Virulence associated genes (VAGs)

Virulence-associated gene profiles were extensive and relatively conserved across the phylogeny. We identified 163 genes from VFDB, and 61 of these were present in ≥99% of isolates. The number of VAGs per isolate ranged from 55 to 113, with an average of 94.06 and median 95. It should be noted that some of these genes are nearly ubiquitous in E. coli and their specific alleles, which were not characterised here, may be more relevant to actual virulence expression than simple gene presence or absence. Highly conserved virulence-associated gene loci (present in ≥95% of isolates) included enterobactin (ent), ferrienterobactin (fep), heme transport locus (chu), yersiniabactin (ybt, fyuA, irp2), K1 capsule (kps) and P fimbriae (pap). Other notable genes and loci included bacteriocin-like genotoxin usp (299/299, 100%), outer membrane protease ompT (297/299, 99.33%), iss conferring increased serum survival (288/299, 96.32%), serine protease vat (281/299, 93.98%) and salmochelin (iroN; 217/299, 72.58%). Interestingly, most genes of the sfa operon encoding S fimbriae were present in more than 200 isolates, however major subunit sfaA was only present in 3 isolates. This virulence data underscores the virulence threat posed by ExPEC ST127 and is typical of a member of E. coli phylogroup B2.

Plasmids

Screening with the PlasmidFinder database indicated that FII and FIB replicon types were frequently observed in the collection. We therefore performed F plasmid replicon sequence typing (RST) to clarify these results with higher resolution. This analysis revealed 28 unique F RSTs in the collection with all but one present in less than 5% of isolates. The top three RSTs were F29:A-:B10 (103/299, 34.45%), F51:A-:B10 (14/299, 4.68%), and F2:A-:B- (9/299, 3.01%). The F29:A-:B10 RST is indicative of carriage of a pUTI89-like plasmid, which are abundant in various major lineages of uropathogenic E. coli. To complement this data we aligned ST127 sequences to the reference sequence of pUTI89 (gb | NC_007941) and considered a pUTI89-like plasmid to be present if an isolate carried the F29:A-:B10 allele combination and/or the sequence displayed a minimum nucleotide sequence identity of 90% over a minimum 90% of the reference sequence (Fig. 5). This analysis indicated that 104/299 (34.78%) isolates carried a pUTI89-like plasmid; 97 of which were F29:A-:B10, and seven others that were F2:A-:B10 (three), F29:A-:B- and F29:A8:B10 (two each). Six F29:A-:B10 isolates did not meet the 90% coverage threshold, displaying coverage ranging from 78–87%, however we have opted to consider these as pUTI89-like carriers in our analysis to allow for deletions in otherwise closely-related plasmids. The final pUTI89-like plasmid carriage was therefore considered to be 110/299 (36.79%). Binned BLAST alignment of ST127 sequences to virulence plasmid pUTI89 aligned to phylogeny. Other replicons identified by PlasmidFinder included those indicative of small Col-type plasmids; Col156 (152/299, 50.84%), Col-MG828 (33/299, 11.04%), Col-BS512 (11/299, 3.68%), and ColpVC (9/299, 3.01%). Other replicons included IncB/O/K/Z (22/299, 7.36%), IncI1 (12/299, 4.01%), IncY (8/299, 2.68%), IncI2 (6/299, 2.01%). All other replicons were present in less than 2% of isolates.

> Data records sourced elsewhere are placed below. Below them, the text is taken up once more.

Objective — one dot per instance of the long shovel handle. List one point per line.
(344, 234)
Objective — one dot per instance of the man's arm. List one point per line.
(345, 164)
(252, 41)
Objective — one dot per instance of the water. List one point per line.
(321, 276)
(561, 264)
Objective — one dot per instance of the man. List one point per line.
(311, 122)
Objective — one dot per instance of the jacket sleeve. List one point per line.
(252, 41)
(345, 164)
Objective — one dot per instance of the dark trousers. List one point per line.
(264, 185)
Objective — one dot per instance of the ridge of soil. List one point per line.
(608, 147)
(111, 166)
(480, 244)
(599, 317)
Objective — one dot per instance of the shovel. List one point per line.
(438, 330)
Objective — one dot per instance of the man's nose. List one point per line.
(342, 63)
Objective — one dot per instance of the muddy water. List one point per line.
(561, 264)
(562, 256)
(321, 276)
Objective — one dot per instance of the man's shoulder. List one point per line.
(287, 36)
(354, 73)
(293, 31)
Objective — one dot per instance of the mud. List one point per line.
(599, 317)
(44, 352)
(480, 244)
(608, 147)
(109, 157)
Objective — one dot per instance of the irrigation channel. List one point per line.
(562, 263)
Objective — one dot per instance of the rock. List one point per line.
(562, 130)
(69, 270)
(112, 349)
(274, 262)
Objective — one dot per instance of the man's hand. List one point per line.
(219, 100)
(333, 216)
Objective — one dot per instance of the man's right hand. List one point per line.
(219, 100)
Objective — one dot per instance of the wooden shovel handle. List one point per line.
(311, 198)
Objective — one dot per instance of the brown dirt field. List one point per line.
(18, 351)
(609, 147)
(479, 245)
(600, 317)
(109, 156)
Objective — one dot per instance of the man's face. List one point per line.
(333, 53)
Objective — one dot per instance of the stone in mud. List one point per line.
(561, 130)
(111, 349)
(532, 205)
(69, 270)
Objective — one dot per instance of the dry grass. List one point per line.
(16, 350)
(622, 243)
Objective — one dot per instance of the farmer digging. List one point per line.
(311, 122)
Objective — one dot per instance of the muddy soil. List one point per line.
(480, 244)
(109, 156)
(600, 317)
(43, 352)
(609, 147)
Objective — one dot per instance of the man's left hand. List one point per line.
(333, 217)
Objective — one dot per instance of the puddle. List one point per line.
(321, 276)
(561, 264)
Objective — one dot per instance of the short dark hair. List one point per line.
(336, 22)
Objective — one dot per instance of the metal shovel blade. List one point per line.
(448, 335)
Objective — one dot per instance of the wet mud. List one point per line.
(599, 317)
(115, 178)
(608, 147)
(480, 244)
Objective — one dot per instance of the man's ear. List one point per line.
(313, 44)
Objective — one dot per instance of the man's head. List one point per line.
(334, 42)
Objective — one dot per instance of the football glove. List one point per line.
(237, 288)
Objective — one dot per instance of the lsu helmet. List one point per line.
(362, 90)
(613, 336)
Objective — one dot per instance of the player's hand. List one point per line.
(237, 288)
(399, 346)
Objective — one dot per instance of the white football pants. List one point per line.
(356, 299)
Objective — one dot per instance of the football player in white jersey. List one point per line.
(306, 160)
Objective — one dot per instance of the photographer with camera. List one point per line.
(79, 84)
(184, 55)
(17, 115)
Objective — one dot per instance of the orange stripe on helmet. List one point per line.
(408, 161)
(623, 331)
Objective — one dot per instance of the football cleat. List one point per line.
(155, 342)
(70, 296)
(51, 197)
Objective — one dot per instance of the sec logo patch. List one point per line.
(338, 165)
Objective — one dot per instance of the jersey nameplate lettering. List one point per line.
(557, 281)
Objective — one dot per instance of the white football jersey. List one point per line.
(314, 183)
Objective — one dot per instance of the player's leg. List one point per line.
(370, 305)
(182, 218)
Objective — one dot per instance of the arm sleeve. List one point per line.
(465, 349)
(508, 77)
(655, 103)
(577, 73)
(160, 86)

Associations between genetic features

It has been previously noted that E. coli that carry pUTI89-like plasmids are negatively associated with carriage of ARGs, whilst those that carry intI1 are positively associated with carriage of ARGs. To test this in ST127, we compared the mean of total ARGs per isolate by pUTI89 and intI1 status (Fig. 6). As expected, pUTI89+ isolates carried significantly less ARGs than pUTI89- isolates (mean 0.97 vs 1.51; Wilcoxon test; p=0.035), whilst intI1+ isolates carried significantly more ARGs than intI1- counterparts (mean = 4.72 vs 0.89; Wilcoxon test; p<2.2e-16). Despite the former result, 15 pUTI89+ strains carried between three and ten ARGs.
Fig. 6

Wilcoxon test comparison of mean ARG carriage by a) pUTI89 carriage and b) intI1 carriage.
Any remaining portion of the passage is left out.